OverviewTeaching: 20 min Exercises: 10 minQuestions
What functionality does GDAL offer?
What raster dataset formats are supported?
How do I interact with raster data within a python program?Objectives
Understand the basic components of a raster dataset and how to access them with GDAL
Read from and write to raster datasets
Perform numpy operations on a raster’s values
As of the latest version of GDAL, 142 formats are supported, but builds for various platforms may omit support for some formats. The docker images for this tutorial include a GDAL build with support for 124 formats, including a few that have both raster and vector layers.
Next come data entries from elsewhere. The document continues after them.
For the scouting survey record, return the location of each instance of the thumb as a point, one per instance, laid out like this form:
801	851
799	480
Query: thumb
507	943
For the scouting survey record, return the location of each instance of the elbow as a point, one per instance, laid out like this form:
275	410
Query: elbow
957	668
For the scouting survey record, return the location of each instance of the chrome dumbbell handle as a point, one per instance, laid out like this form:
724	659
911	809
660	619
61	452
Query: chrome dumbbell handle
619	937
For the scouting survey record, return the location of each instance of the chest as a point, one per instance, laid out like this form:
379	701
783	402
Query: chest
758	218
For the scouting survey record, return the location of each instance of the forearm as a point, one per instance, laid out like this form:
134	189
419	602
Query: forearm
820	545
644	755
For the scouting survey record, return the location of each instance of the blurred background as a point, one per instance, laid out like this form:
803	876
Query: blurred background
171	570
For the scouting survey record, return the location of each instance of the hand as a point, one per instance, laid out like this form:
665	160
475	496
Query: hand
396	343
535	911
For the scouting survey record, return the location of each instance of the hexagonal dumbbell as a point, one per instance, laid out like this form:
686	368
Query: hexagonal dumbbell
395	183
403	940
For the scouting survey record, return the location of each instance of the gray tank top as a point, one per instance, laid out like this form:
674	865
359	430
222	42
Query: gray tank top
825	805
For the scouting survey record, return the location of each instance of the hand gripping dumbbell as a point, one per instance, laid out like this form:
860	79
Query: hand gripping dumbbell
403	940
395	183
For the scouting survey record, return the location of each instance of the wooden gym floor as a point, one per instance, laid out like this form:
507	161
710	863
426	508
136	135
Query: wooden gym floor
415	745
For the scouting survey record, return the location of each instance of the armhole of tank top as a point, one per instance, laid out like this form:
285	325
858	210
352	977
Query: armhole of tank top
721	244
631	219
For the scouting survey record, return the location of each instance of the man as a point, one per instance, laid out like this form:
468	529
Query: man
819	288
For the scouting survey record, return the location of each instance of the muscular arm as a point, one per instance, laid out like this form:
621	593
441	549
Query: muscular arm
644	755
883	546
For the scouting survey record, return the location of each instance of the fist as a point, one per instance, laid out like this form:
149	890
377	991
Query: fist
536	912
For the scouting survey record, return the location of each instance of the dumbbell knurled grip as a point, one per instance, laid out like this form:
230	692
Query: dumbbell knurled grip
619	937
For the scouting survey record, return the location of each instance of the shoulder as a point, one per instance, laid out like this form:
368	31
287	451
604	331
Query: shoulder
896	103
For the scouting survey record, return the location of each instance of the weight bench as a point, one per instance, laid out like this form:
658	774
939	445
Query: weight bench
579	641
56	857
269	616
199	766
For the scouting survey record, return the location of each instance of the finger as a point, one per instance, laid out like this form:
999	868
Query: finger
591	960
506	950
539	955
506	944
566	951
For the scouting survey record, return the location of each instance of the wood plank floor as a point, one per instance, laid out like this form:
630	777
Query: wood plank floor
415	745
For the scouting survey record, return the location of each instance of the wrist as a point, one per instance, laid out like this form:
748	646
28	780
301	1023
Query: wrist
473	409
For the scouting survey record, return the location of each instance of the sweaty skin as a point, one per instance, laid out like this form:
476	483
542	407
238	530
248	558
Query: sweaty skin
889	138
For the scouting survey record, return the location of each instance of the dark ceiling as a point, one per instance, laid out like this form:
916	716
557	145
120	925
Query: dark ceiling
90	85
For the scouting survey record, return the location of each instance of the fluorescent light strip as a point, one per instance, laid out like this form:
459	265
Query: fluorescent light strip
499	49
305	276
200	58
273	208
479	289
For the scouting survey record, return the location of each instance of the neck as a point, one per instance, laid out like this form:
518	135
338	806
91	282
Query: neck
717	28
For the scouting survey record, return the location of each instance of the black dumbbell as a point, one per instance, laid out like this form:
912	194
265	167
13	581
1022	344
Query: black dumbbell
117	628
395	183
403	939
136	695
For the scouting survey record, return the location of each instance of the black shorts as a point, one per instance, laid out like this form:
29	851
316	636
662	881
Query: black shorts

Not all formats are supported equally
GDAL’s drivers do not support all formats equally, and differences are listed in
gdalinfo --formats. *
ro- read-only support *
rw- reading and writing to existing files (and making copies) supported *
rw+- reading, writing and creation of new files supported *
v- the format supports streaming through virtual filesystem API. Streaming sources include compressed archives (such as
.tar.gz) and remote file servers (such as HTTP, FTP) *
s- the format support subdatasets
Specifics about each format can be found with the
--format parameter. Let’s take a look
at the GeoTiff format, which is well-supported and has many possible creation options.
GDAL also has prose documentation available for each format, including detailed information about creation options available on their website at: http://www.gdal.org/formats_list.html.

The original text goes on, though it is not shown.